Pomorzanie godni pamięci. W stulecie niepodległości

Uczniowie szkół ponadgimnazjalnych z powiatu chojnickiego brali udział konkursie Pomorskie drogi do wolności. W piątek (14 września) zaprezentowali „swoich” bohaterów w auli starego ogólniaka. I wysłuchali wykładu o miejscu straceń w Piaśnicy.

Prezentacje czas zacząć - II LO na początek.   |  fot. Maria Eichler

Finał konkursu jeszcze pod koniec września w Starogardzie Gdańskim. Połączony nie tylko w wręczeniem nagród, ale także z projekcją filmu Filipa Bajona pt. „Kamerdyner”, którego akcja rozgrywa się na Kaszubach. Wtedy dowiemy się, czy spośród zespołów z powiatu są zwycięzcy.

O bohaterach z hip-hopem

A na razie uczniowie mogli popisać się przed rówieśnikami swoją pracą. – Z naszego powiatu wpłynęło ich najwięcej – relacjonował członek zarządu powiatu Marek Jankowski. – Aż 17, gdy z innych po dwie, trzy.
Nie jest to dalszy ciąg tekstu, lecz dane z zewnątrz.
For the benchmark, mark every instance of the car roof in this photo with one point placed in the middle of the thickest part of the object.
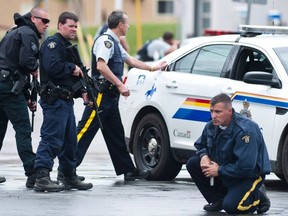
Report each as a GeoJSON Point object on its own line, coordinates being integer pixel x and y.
{"type": "Point", "coordinates": [265, 41]}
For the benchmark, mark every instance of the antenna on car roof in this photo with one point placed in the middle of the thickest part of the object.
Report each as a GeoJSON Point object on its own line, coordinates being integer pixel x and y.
{"type": "Point", "coordinates": [257, 29]}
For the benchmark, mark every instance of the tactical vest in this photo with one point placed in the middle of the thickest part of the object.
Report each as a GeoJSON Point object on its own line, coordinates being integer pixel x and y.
{"type": "Point", "coordinates": [115, 63]}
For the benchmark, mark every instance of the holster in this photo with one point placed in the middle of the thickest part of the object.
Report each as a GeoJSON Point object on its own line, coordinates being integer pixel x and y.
{"type": "Point", "coordinates": [19, 82]}
{"type": "Point", "coordinates": [106, 87]}
{"type": "Point", "coordinates": [4, 75]}
{"type": "Point", "coordinates": [50, 93]}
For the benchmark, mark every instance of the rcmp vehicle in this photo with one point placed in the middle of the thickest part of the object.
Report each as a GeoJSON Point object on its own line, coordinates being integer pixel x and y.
{"type": "Point", "coordinates": [167, 110]}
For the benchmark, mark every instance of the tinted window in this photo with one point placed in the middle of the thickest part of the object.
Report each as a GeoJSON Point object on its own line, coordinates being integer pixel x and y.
{"type": "Point", "coordinates": [282, 53]}
{"type": "Point", "coordinates": [186, 63]}
{"type": "Point", "coordinates": [211, 59]}
{"type": "Point", "coordinates": [251, 60]}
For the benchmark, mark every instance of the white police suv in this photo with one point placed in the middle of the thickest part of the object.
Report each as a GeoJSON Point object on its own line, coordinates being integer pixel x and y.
{"type": "Point", "coordinates": [167, 110]}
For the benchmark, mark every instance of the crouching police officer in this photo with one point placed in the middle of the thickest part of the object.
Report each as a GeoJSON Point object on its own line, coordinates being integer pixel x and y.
{"type": "Point", "coordinates": [18, 59]}
{"type": "Point", "coordinates": [59, 76]}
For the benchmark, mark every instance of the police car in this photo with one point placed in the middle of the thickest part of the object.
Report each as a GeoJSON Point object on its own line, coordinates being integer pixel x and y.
{"type": "Point", "coordinates": [167, 110]}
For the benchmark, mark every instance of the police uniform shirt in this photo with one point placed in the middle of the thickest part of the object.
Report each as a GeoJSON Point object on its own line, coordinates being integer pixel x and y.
{"type": "Point", "coordinates": [104, 47]}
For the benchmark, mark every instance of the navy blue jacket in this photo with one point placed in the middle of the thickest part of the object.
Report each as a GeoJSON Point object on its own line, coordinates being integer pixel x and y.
{"type": "Point", "coordinates": [239, 150]}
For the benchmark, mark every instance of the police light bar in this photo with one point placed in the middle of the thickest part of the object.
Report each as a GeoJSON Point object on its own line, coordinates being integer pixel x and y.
{"type": "Point", "coordinates": [264, 29]}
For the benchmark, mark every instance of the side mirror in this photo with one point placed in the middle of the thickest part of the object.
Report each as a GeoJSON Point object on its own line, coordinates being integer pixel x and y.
{"type": "Point", "coordinates": [263, 78]}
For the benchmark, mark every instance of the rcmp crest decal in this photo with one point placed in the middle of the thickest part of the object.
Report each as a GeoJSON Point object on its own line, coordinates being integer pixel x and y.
{"type": "Point", "coordinates": [246, 139]}
{"type": "Point", "coordinates": [52, 45]}
{"type": "Point", "coordinates": [108, 44]}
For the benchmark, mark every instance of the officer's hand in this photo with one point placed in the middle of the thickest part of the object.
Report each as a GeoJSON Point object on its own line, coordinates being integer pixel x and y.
{"type": "Point", "coordinates": [205, 161]}
{"type": "Point", "coordinates": [211, 169]}
{"type": "Point", "coordinates": [124, 91]}
{"type": "Point", "coordinates": [32, 105]}
{"type": "Point", "coordinates": [35, 73]}
{"type": "Point", "coordinates": [77, 72]}
{"type": "Point", "coordinates": [159, 66]}
{"type": "Point", "coordinates": [86, 100]}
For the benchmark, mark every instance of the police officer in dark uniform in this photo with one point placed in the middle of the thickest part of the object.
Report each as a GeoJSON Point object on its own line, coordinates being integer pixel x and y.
{"type": "Point", "coordinates": [231, 162]}
{"type": "Point", "coordinates": [108, 57]}
{"type": "Point", "coordinates": [18, 59]}
{"type": "Point", "coordinates": [59, 76]}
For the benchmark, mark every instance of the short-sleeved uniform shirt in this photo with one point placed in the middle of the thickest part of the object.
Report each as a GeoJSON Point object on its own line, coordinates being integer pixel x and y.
{"type": "Point", "coordinates": [157, 48]}
{"type": "Point", "coordinates": [104, 47]}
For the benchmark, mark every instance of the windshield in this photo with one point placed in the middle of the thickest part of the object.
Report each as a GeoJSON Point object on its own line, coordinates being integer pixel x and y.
{"type": "Point", "coordinates": [282, 53]}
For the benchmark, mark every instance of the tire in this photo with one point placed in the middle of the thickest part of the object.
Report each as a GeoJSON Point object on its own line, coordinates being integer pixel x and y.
{"type": "Point", "coordinates": [285, 161]}
{"type": "Point", "coordinates": [151, 149]}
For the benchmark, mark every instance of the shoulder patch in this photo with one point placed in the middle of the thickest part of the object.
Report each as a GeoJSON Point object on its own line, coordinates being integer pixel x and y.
{"type": "Point", "coordinates": [52, 45]}
{"type": "Point", "coordinates": [108, 44]}
{"type": "Point", "coordinates": [246, 139]}
{"type": "Point", "coordinates": [34, 47]}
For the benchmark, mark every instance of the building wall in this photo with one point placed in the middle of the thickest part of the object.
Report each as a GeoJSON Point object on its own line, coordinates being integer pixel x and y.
{"type": "Point", "coordinates": [89, 11]}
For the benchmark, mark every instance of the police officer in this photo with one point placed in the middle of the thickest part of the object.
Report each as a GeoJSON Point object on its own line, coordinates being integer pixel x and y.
{"type": "Point", "coordinates": [18, 59]}
{"type": "Point", "coordinates": [2, 179]}
{"type": "Point", "coordinates": [108, 57]}
{"type": "Point", "coordinates": [58, 76]}
{"type": "Point", "coordinates": [231, 162]}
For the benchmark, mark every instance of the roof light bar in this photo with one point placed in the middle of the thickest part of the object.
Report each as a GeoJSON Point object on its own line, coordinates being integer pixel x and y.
{"type": "Point", "coordinates": [264, 29]}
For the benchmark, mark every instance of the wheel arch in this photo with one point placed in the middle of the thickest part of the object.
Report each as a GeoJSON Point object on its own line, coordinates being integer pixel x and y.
{"type": "Point", "coordinates": [144, 111]}
{"type": "Point", "coordinates": [277, 167]}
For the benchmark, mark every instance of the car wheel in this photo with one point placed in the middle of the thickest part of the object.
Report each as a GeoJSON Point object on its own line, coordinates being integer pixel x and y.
{"type": "Point", "coordinates": [285, 160]}
{"type": "Point", "coordinates": [151, 148]}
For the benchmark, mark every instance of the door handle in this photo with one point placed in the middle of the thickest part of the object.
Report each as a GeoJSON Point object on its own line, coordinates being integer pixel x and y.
{"type": "Point", "coordinates": [228, 91]}
{"type": "Point", "coordinates": [172, 84]}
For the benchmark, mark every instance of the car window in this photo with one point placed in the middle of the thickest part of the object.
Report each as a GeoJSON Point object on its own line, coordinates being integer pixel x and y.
{"type": "Point", "coordinates": [251, 60]}
{"type": "Point", "coordinates": [186, 63]}
{"type": "Point", "coordinates": [208, 60]}
{"type": "Point", "coordinates": [211, 59]}
{"type": "Point", "coordinates": [282, 53]}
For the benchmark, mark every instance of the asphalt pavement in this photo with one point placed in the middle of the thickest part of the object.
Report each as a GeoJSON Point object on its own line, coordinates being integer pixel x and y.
{"type": "Point", "coordinates": [111, 195]}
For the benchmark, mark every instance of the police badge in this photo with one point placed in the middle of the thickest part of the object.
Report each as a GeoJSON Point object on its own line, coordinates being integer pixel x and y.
{"type": "Point", "coordinates": [108, 44]}
{"type": "Point", "coordinates": [246, 139]}
{"type": "Point", "coordinates": [52, 45]}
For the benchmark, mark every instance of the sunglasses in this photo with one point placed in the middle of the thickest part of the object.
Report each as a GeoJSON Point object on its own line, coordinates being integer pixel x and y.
{"type": "Point", "coordinates": [44, 20]}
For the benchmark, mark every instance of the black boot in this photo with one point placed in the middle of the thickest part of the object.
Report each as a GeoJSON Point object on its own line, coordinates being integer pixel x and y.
{"type": "Point", "coordinates": [214, 207]}
{"type": "Point", "coordinates": [60, 177]}
{"type": "Point", "coordinates": [31, 180]}
{"type": "Point", "coordinates": [265, 203]}
{"type": "Point", "coordinates": [75, 183]}
{"type": "Point", "coordinates": [44, 183]}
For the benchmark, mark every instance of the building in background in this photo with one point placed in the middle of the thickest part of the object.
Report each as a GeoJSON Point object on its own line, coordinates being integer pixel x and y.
{"type": "Point", "coordinates": [193, 16]}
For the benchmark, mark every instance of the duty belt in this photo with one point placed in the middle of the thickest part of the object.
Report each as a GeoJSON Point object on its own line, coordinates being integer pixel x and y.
{"type": "Point", "coordinates": [66, 95]}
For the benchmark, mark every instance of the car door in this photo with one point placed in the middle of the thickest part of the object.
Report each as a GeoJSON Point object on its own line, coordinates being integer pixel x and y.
{"type": "Point", "coordinates": [256, 101]}
{"type": "Point", "coordinates": [190, 82]}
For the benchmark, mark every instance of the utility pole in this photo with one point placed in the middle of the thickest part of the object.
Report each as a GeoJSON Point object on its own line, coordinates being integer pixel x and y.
{"type": "Point", "coordinates": [249, 3]}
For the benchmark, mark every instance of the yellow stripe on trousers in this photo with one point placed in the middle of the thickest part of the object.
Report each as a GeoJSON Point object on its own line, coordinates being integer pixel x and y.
{"type": "Point", "coordinates": [90, 119]}
{"type": "Point", "coordinates": [255, 203]}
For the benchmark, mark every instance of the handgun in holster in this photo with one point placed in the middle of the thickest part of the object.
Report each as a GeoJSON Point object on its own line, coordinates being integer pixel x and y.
{"type": "Point", "coordinates": [19, 82]}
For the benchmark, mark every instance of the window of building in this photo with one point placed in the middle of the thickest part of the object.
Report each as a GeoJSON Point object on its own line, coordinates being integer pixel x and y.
{"type": "Point", "coordinates": [165, 7]}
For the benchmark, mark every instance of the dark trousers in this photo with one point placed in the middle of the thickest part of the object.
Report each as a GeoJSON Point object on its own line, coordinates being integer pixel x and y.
{"type": "Point", "coordinates": [113, 133]}
{"type": "Point", "coordinates": [239, 195]}
{"type": "Point", "coordinates": [58, 137]}
{"type": "Point", "coordinates": [14, 109]}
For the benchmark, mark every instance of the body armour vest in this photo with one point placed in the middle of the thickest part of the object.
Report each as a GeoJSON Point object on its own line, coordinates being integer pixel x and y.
{"type": "Point", "coordinates": [115, 63]}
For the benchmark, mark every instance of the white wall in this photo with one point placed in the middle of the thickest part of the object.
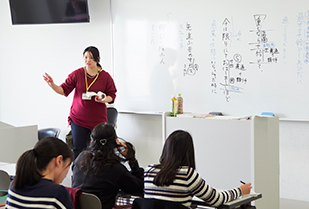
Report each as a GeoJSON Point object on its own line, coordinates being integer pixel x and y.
{"type": "Point", "coordinates": [28, 51]}
{"type": "Point", "coordinates": [25, 99]}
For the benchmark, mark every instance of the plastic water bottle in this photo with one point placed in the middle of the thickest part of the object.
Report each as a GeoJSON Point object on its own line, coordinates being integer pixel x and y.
{"type": "Point", "coordinates": [174, 106]}
{"type": "Point", "coordinates": [180, 104]}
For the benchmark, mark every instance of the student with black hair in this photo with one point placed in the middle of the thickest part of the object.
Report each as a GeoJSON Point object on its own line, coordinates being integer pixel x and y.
{"type": "Point", "coordinates": [88, 109]}
{"type": "Point", "coordinates": [99, 169]}
{"type": "Point", "coordinates": [175, 178]}
{"type": "Point", "coordinates": [39, 172]}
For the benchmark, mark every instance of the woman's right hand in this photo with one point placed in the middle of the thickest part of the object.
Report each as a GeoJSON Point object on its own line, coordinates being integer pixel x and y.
{"type": "Point", "coordinates": [245, 188]}
{"type": "Point", "coordinates": [48, 79]}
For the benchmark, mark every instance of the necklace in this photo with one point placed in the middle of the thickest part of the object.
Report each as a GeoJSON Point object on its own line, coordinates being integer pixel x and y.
{"type": "Point", "coordinates": [94, 75]}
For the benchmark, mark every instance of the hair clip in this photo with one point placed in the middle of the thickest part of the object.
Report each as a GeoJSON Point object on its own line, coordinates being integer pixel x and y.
{"type": "Point", "coordinates": [103, 141]}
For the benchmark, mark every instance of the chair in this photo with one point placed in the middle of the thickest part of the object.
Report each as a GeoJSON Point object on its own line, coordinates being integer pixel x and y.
{"type": "Point", "coordinates": [88, 200]}
{"type": "Point", "coordinates": [145, 203]}
{"type": "Point", "coordinates": [5, 180]}
{"type": "Point", "coordinates": [48, 132]}
{"type": "Point", "coordinates": [112, 115]}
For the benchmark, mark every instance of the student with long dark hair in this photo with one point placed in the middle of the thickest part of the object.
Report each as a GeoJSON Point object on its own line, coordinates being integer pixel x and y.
{"type": "Point", "coordinates": [86, 111]}
{"type": "Point", "coordinates": [175, 178]}
{"type": "Point", "coordinates": [98, 169]}
{"type": "Point", "coordinates": [39, 172]}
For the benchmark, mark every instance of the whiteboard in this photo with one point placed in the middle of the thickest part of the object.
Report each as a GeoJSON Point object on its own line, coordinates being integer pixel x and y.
{"type": "Point", "coordinates": [237, 57]}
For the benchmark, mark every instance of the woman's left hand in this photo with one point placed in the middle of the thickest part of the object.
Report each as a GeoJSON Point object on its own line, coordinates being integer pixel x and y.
{"type": "Point", "coordinates": [97, 99]}
{"type": "Point", "coordinates": [106, 99]}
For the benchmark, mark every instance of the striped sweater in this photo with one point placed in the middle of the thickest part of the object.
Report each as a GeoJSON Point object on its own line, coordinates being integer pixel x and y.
{"type": "Point", "coordinates": [44, 194]}
{"type": "Point", "coordinates": [188, 183]}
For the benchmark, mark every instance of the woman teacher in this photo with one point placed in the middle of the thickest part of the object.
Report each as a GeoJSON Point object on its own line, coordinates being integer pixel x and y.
{"type": "Point", "coordinates": [94, 87]}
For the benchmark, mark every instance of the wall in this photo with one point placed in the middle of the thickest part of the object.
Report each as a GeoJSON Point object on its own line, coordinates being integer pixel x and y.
{"type": "Point", "coordinates": [28, 51]}
{"type": "Point", "coordinates": [25, 99]}
{"type": "Point", "coordinates": [237, 57]}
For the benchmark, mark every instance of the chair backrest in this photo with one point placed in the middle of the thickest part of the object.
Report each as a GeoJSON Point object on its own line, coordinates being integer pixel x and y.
{"type": "Point", "coordinates": [48, 132]}
{"type": "Point", "coordinates": [145, 203]}
{"type": "Point", "coordinates": [88, 200]}
{"type": "Point", "coordinates": [112, 115]}
{"type": "Point", "coordinates": [5, 180]}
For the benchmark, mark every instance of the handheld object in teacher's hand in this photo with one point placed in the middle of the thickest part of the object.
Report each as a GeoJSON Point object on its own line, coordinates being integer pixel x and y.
{"type": "Point", "coordinates": [47, 77]}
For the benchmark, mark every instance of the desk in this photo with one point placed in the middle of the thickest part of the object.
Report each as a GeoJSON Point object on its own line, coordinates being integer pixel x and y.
{"type": "Point", "coordinates": [229, 149]}
{"type": "Point", "coordinates": [242, 201]}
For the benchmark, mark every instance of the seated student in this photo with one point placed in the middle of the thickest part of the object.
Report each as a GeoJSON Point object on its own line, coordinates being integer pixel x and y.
{"type": "Point", "coordinates": [175, 178]}
{"type": "Point", "coordinates": [98, 169]}
{"type": "Point", "coordinates": [39, 172]}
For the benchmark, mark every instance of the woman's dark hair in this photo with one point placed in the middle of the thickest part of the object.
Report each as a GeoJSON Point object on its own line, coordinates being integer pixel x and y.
{"type": "Point", "coordinates": [101, 150]}
{"type": "Point", "coordinates": [178, 151]}
{"type": "Point", "coordinates": [32, 162]}
{"type": "Point", "coordinates": [95, 54]}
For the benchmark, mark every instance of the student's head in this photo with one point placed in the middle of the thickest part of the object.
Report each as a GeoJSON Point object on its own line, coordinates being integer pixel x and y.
{"type": "Point", "coordinates": [93, 53]}
{"type": "Point", "coordinates": [103, 138]}
{"type": "Point", "coordinates": [32, 164]}
{"type": "Point", "coordinates": [178, 151]}
{"type": "Point", "coordinates": [101, 150]}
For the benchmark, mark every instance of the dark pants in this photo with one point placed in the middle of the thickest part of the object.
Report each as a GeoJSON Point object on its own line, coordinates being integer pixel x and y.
{"type": "Point", "coordinates": [81, 138]}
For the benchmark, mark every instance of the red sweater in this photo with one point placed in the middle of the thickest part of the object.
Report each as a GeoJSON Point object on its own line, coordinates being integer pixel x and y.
{"type": "Point", "coordinates": [88, 113]}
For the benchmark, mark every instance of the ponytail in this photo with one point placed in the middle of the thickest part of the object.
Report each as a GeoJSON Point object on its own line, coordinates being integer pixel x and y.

Jakich bohaterów wybrali uczniowie? Był wśród nich pierwszy starosta chojnicki Stanisław Sikorski, wybitny lekarz Jan Paweł Łukowicz, społecznik Augustyn Sprzęga, poseł do Reichstagu Antoni Wolszlegier, poeta i orędownik kaszubszczyzny Jan Karnowski, działacz społeczny Franciszek Leon Kręcki, ks. Bolesław  Domański, Feliks Bolt, ks. Jan Hamerski i Antoni Abraham. Prezentacje uczniowskie na ogół opatrzone  były ciekawymi zdjęciami, a w jednym przypadku – dowcipnymi rysunkami. Jednej towarzyszyła muzyka i to hip - hopowa!

Autorzy starali się na ogół, by ich opowieść o zasłużonych dla regionu ludziach nie była tylko encyklopedycznym wyliczeniem zasług i haseł. Były więc ciekawostki, a także nieco bardziej swobodna narracja, jeden z prelegentów o Wielkich Chełmach powiedział, że to taka mała dziura pod Brusami, a „poganiając” wyświetlanie plansz, kwitował, że można przejść dalej, bo informacje na nich zawarte nie są zbyt ciekawe…Wszyscy potrafili uzasadnić, dlaczego ludzie, o których przygotowali prezentację, zasługują na szacunek i pamięć.

- Dziękuję za inwencję, pomysłowość, wybór postaci – mówiła Grażyna Wera - Malatyńska, jedna ze współorganizatorek konkursu z Lokalnej Grupy Rybackiej „Morenka”. - Nie muszą być przedstawiani pomnikowo, bo na pewno są wielowymiarowi. Dziś może bohaterami są dla was piłkarze, ale wtedy trzeba było czego innego – troski o polskość i walki o niepodległość.

Zbrodnia w Piaśnicy

Młodzi ludzie ze szkół w Chojnicach (obydwa ogólniaki, technika – Bieszka, nr 2 i 3, klasa mundurowa BZDZ) oraz z ZSZ w Malachinie mieli także okazję posłuchać wykładu ks. Daniela Nowaka, opiekuna miejsca pamięci w Piaśnicy koło Wejherowa. Przyjechał do Chojnic  razem z Mirosławem Lademannem z Rodzin Piaśnickich i opowiedział o tym, co się działo w lasach piaśnickich w czasach II wojny światowej.

Było tak, że naprzeciw siebie stawali nad wykopanym dołem przyjaciele z jednej ławki – Polak i Niemiec – mówił. – Ten pierwszy prosił, żeby tamten celował tak, żeby za długo nie trwała męczarnia umierania. Sąsiad strzelał do sąsiada. Żołnierze niemieccy, żeby sprostać tym mordom, musieli odurzać się alkoholem i narkotykami. Wracali często pijani w sztok. Tam się działy rzeczy straszne. Do dziś nie wiemy, jaka jest tajemnica nienawiści. Ale widzimy, do czego jesteśmy zdolni jako ludzie…Pomorze spłynęło krwią…

Dla obecnych goście przywieźli książeczki o zbrodni  w Piaśnicy. Można je było zabrać do domu. Po południu wykład o Piaśnicy był także w podziemiach kościoła gimnazjalnego.